Subsections

• 3.1 Two replicator based failover
  • 3.1.1 Failure of Primary
  • 3.1.2 Failure of Backup

---

3 Key concepts

The WANdisco Failover Agent uses a heartbeat mechanism to detect if a replicator node has died. After a configurable heartbeat interval (default is 1 second), the WANdisco Failover Agent sends a heartbeat to each replicator in the replication group. This is transmitted over a DConeNet connection. The replicator in turn sends a, "I am alive", reply back to WANdisco Failover Agent. If the WANdisco Failover Agent does not receive any reply to a configurable number of heartbeats, it marks the replicator node as dead. The actual failover happens lazily when a request is received from a SCM client. This reduces the false alarms when a WANdisco Replicator node is re-started.

The WANdisco Failover Agent simply relays data between the SCM clients and the current active primary. The current active primary is elected based on a priority assigned to each replicator. The replicator with a priority equal to 1 is also knows as the designated primary. If the primary replicator is unavailable, the replicator with the next highest priority is elected as the current active primary.

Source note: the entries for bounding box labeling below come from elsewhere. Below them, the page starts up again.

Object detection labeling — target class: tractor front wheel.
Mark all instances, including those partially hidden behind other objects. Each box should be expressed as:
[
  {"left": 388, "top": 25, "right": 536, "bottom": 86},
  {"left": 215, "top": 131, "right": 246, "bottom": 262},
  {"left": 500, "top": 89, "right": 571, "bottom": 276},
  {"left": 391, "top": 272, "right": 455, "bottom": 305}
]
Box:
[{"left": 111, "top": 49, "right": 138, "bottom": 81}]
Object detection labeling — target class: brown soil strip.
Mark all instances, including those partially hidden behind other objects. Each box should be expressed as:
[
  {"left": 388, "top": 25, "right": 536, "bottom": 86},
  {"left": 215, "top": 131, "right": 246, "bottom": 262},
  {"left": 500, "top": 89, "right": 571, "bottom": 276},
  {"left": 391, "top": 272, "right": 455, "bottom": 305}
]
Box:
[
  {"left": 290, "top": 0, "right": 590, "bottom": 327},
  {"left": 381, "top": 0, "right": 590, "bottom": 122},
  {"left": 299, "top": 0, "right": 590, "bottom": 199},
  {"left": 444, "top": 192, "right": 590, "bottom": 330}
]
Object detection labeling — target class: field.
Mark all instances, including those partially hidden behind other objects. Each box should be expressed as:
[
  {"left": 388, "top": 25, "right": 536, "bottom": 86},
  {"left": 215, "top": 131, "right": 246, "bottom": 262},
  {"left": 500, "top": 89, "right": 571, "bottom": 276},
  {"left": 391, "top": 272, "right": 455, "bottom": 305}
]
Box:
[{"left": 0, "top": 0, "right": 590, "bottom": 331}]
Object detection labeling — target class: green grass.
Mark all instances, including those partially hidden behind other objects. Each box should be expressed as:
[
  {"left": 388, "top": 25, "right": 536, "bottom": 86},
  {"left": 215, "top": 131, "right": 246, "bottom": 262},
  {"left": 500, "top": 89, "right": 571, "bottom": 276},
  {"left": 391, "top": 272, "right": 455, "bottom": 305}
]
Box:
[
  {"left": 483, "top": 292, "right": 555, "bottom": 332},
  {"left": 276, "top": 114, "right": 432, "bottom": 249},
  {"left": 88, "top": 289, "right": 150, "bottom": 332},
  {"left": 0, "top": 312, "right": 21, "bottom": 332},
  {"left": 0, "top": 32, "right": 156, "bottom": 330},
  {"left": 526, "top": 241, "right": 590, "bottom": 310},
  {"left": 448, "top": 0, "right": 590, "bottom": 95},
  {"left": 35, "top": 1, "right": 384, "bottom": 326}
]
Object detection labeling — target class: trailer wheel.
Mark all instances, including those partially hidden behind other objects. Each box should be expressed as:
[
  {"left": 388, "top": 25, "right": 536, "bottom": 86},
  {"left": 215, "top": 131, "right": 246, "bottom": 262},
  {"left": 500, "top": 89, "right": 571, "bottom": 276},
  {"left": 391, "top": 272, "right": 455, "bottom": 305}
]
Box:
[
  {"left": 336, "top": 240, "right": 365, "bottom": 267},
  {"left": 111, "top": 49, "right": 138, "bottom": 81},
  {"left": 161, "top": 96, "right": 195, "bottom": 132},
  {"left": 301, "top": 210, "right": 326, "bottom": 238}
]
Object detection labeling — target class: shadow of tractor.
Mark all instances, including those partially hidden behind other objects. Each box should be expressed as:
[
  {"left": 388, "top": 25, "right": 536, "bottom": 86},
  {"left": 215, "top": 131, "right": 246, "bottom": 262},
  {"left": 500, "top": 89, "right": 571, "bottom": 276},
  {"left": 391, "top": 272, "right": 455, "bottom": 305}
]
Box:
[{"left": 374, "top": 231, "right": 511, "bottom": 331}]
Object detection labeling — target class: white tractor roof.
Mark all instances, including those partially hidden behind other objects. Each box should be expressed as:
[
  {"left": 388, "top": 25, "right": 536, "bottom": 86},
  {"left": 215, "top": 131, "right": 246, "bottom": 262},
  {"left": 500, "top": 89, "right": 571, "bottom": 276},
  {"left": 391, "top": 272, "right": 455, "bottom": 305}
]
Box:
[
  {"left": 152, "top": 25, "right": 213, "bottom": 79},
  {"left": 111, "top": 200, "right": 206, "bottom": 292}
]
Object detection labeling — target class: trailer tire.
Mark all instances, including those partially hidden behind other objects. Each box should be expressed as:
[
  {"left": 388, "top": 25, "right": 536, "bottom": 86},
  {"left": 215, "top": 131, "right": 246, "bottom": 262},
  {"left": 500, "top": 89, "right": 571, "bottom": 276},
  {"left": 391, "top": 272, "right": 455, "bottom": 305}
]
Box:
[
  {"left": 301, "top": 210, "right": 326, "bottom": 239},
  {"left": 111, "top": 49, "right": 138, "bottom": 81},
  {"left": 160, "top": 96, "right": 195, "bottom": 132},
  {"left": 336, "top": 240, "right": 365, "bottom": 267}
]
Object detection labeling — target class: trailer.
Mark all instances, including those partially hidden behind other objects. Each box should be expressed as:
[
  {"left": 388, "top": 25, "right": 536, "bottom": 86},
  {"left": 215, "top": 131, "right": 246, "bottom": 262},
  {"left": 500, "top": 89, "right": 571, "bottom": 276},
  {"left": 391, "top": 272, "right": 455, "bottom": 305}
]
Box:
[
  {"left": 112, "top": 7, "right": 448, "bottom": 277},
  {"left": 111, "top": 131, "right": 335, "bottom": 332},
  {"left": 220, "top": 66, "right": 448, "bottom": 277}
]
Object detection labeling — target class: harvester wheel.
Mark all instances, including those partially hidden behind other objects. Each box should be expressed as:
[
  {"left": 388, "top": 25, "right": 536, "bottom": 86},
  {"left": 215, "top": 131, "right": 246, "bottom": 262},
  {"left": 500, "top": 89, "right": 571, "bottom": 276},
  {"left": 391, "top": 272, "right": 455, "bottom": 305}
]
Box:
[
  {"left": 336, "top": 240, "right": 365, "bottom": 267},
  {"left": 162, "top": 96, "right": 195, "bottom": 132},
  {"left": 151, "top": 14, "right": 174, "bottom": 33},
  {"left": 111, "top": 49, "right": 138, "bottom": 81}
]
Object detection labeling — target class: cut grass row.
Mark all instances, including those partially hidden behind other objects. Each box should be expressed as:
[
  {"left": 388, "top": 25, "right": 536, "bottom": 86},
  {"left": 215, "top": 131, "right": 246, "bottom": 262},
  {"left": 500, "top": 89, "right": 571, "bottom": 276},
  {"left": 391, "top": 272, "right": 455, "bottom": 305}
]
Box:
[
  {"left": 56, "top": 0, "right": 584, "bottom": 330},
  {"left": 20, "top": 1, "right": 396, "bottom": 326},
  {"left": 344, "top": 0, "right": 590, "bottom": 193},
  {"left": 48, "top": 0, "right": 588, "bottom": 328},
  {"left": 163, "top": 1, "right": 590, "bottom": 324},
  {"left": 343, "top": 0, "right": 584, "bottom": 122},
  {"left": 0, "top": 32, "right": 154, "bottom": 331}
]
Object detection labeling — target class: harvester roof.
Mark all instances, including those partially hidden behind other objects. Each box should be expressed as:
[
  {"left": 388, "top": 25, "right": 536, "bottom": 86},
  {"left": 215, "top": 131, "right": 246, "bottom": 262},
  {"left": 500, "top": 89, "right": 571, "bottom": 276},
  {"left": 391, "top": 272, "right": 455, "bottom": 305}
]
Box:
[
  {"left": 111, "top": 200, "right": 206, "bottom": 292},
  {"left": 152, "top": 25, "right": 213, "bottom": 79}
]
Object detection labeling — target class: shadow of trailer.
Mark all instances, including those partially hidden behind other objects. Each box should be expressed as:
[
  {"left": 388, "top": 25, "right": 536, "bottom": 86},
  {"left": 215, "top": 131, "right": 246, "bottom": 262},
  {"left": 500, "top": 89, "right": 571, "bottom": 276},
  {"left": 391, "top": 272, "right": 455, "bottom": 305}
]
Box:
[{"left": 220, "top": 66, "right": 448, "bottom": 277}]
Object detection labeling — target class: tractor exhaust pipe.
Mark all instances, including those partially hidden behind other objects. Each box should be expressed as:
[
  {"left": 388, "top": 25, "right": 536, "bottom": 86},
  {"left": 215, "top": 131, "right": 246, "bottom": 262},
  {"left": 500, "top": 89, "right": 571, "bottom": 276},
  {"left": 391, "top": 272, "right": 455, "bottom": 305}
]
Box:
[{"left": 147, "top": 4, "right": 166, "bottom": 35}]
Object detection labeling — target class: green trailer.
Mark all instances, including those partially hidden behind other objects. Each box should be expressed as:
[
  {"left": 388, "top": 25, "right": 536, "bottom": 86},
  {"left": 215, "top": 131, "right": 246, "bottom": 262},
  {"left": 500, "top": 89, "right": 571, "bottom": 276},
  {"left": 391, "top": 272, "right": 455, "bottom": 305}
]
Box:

The WANdisco HADR guarantees zero data loss when a site dies. This is achieved by using :

• With 3 or more replicators in the group, majority quorum is used to commit a transaction. As long as a majority of replicators are alive, failover can be done without any data loss. This is the recommended configuration.
• With 2 replicators in the group, singleton quorum is used with the backup (priority 2) replicator acting as a distinguished node. This ensures data will always be available with the backup if the primary fails. This is the minimal configuration. To deal with rolling failure scenarios a 3 or more replicator deployment is recommended.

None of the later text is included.